まさかのタイプ相性にミニスカートの少女は悔しそうに顔を歪める。タイプ相性の優劣を覆すほどの実力があれば関係ないのだが、カナタも少女も言ってみれば駆け出しトレーナー。相性の悪いタイプを突かれてしまったら敗北に一歩足を進めてしまう事になる。
今まさにバトルが始まる――その傍ら、
「カナタ! バトルの邪魔にならないようにドククラゲを私に預けておけ! 大丈夫、すぐに洗って返すから!」
「アハハッ! ちょっとお前黙ってろ!」
☆☆☆
「それじゃあこっちから行くわよ! マリル、“あわ”攻撃!」
「お前の自由に躱して“タネマシンガン”!」
マリルの口から放たれた無数の泡を素早い動きで回避していくキモリ。
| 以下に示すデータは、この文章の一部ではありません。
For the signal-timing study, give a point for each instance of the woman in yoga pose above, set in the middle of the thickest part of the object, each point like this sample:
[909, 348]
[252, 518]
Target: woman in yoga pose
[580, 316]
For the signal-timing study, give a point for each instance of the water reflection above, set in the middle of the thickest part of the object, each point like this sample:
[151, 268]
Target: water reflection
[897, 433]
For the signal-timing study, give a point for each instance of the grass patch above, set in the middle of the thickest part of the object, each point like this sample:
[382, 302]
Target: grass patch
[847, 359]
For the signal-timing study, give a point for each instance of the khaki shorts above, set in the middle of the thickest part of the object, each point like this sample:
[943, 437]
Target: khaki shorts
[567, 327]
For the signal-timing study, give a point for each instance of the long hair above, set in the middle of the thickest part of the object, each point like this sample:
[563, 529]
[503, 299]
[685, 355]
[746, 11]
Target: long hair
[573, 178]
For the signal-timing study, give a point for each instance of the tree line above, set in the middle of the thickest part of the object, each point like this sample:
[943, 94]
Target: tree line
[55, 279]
無駄に回避の方向を指示しなかったのが幸いしたのか、その動きは高レベルポケモンに匹敵するほどの軽やかさだ。
“あわ”の弾幕を掻い潜り、マリルの目の前へとたどり着く。――今がチャンス。ここで一気にぶっ放せ!
キモリの口が大きく膨らみ、ぐぐっと背中が逸らされる。
キモリの予想外すぎるスピードに動揺したミニスカートの少女は「えぇっ、うそ!?」と次の指示を完全に忘れてしまっていた。トレーナーの動揺はポケモンの動揺。トレーナーとポケモンは一心同体、一蓮托生、運命共同体だ。自分が相手に圧倒されてしまっていると、ポケモンも同じように動きを止めてしまう。
そして。
逸らした背中を前に戻す勢いを利用して放たれた“タネマシンガン”がマリルの腹に直撃した。
白い光の塊を五発ほどくらったマリルは勢いよく宙を舞い、ズザザザザーッ! と地面の上を砂煙を上げながら滑っていく。アレは結構な傷を負ってしまうのではないだろうか、と思わないでもないのだが、これはあくまでもバトルの中での負傷。カナタがどうこう考えるものではない。
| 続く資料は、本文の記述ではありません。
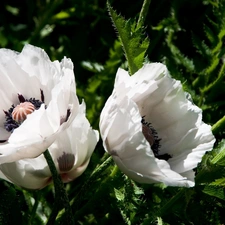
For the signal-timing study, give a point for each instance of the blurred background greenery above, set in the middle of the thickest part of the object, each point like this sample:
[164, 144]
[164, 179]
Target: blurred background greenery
[188, 36]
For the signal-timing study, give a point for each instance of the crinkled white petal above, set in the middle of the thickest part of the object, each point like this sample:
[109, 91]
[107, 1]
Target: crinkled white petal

動きが止まると同時に目をぐるぐると回し始めたマリルを抱え上げ、ツカツカと不機嫌そうにカナタに近寄ってから彼の手に五百円玉を握り込ませ、少女はうるうると目尻に涙を浮かべて言い放つ。
「こ、この恨み、いつか返してあげるんだから! その首洗って待ってなさい!」
ぴゅーっ! と全力疾走でカナズミシティの方角へと走り去っていく少女に、カナタは呆れた様子で手を振った。やっぱりああいうの見てると飽きねえなぁ、と感想を心の中だけで述べてみる。
さて、とりあえずは軍資金をゲットしたし、カナズミシティへの道も開けた。今日はこのままポケモンセンターに行ってキモリとドククラゲを休ませ、俺自身も休むことにしようかな。
「と。その前に――よくやったなキモリ。偉いぞー」
「きゃももっ!」
嬉しそうな表情で飛び込んできたキモリを抱きとめるカナタ。キモリからの頬擦りを自身の頬で受け止めながら、カナタは五百円玉を財布の中へと仕舞い込む。
勝利の余韻に浸っていたカナタにナギはトタタッと小走りで近づき、
「バトル勝利おめでとう、カナタ。凄いバトルだったな。そのキモリ、その調子だと凄く強くなるだろう。丹精込めて育てるんだぞ?」
「あははっ、分かってます。俺のキモリは最強なんですから!」
そうだよなー? とキモリと目を合わせてカナタは嬉しそうに笑う。
そんなカナタとキモリをナギは柔らかな笑みと共に見つめ、
「それでは次は、君の“タネマシンガン”の強さを私に見せつける番だな!」
「よーっし、今日は寝かせないぞーっ!(説教的な意味で)」
ナギの手を引きながら、カナタはカナズミシティへの一歩を踏み出した。
しかし、まさかこのカナズミシティで更なるツッコミを要求されることになろうとは、この時のカナタは想像すらしていなかった――――。